The more you journal, the more you can learn about what your desires, needs, and wants. The more you journal, the more you’ll begin to paint a picture of your financial future. Don’t worry about having all the answers now, because yes — things can change. If you’re spending a little bit of time thinking about this, you’ll be far ahead of most investors.
I use a little journal from Scoutbooks that slips into my file folder that I review and update when I sit down and do my year in review. It’s small, which means the pages fill up quickly, which makes me feel accomplished when I use it.
Adjust Your Habits to Align with Your Desired Future
Remember when we talked about the habits that will make you rich? The reason I bring up habits is because the decisions you make now can have a big affect on your future. For example, there are a variety of calculators that clearly illustrate the power of compounding money. You can invest a few thousand dollars now and end up with tens of thousands of dollars in retirement. The opposite is true too; if you are carrying credit card debt with high interest rates, a few hundred dollars now can add up to several thousand dollars later if you don’t pay off those debts.
I’m not asking you to stop drinking lattes or buying organic food. I’m asking you to look at your current habits and see where you could make easy changes to smooth your path toward that financial future you’re now envisioning. I’m also asking you to reality-check your assumption that your retirement funds are on track. Have you checked how you current savings rate will impact your retirement funds?
How do you feel about those numbers? In my case, this quick reality check reminded me how much compounding can impact me, and keeps me motivated to always make sure I contribute the maximum to my IRA. Being a freelancer, it’s easy for me to want to skip it, and some months I do, but every year when I do my taxes I try to make sure I’ve upped my contribution if I can — I always ask my accountant to check-in with me to keep me accountable. This step is all about recognizing where your current spending habits are putting you in your wealth goals and adjusting your regular contributions so you are maximizing the chances for your money to compound and grow over the coming decades.

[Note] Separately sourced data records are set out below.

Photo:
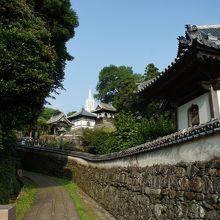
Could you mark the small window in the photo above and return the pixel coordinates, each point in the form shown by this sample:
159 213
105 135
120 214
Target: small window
193 115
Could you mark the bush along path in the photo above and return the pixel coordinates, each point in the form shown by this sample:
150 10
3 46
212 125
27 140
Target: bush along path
52 200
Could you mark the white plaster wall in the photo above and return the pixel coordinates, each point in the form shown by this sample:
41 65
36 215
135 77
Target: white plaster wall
201 149
83 124
204 111
218 94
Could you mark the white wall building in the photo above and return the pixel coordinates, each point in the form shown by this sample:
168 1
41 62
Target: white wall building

Schedule an Annual Checkup
It’s not a good idea to obsess over your long-term investments. You should, however, schedule an annual checkup with yourself to see how your investments are doing and what needs to change. I personally do this as part of my year-end activities, mostly because it’s a quiet period at work, but also it seems everyone else is working on planning so I don’t feel so alone in my efforts.
An additional bonus is that having an annual checkup helps you avoid irrational, rash decision making.
Here are some of the questions I look at when I do my annual long-term retirement check-in:
- Has something changed in my lifestyle or financial outlook that affects my long-term financial future?
- Am I taking full advantage of my current investment vehicles (e.g. 401k match, IRA annual contribution)?
- Are there tax-reducing opportunities I am missing out on?
- Do I understand the performance of my current investments in the past year? Based on the performance, do I need to make changes? (Research and/or talking to an advisor might be helpful on this one — try reviewing the Ultimate Retiring Savings Guide to start!)
Put this checkup on your calendar right now. Plan for 2-3 hours, put on a kettle of tea, a nice snack, and settle in for a bit of future-forward thinking.
What tools and practices do you use to plan for your financial future?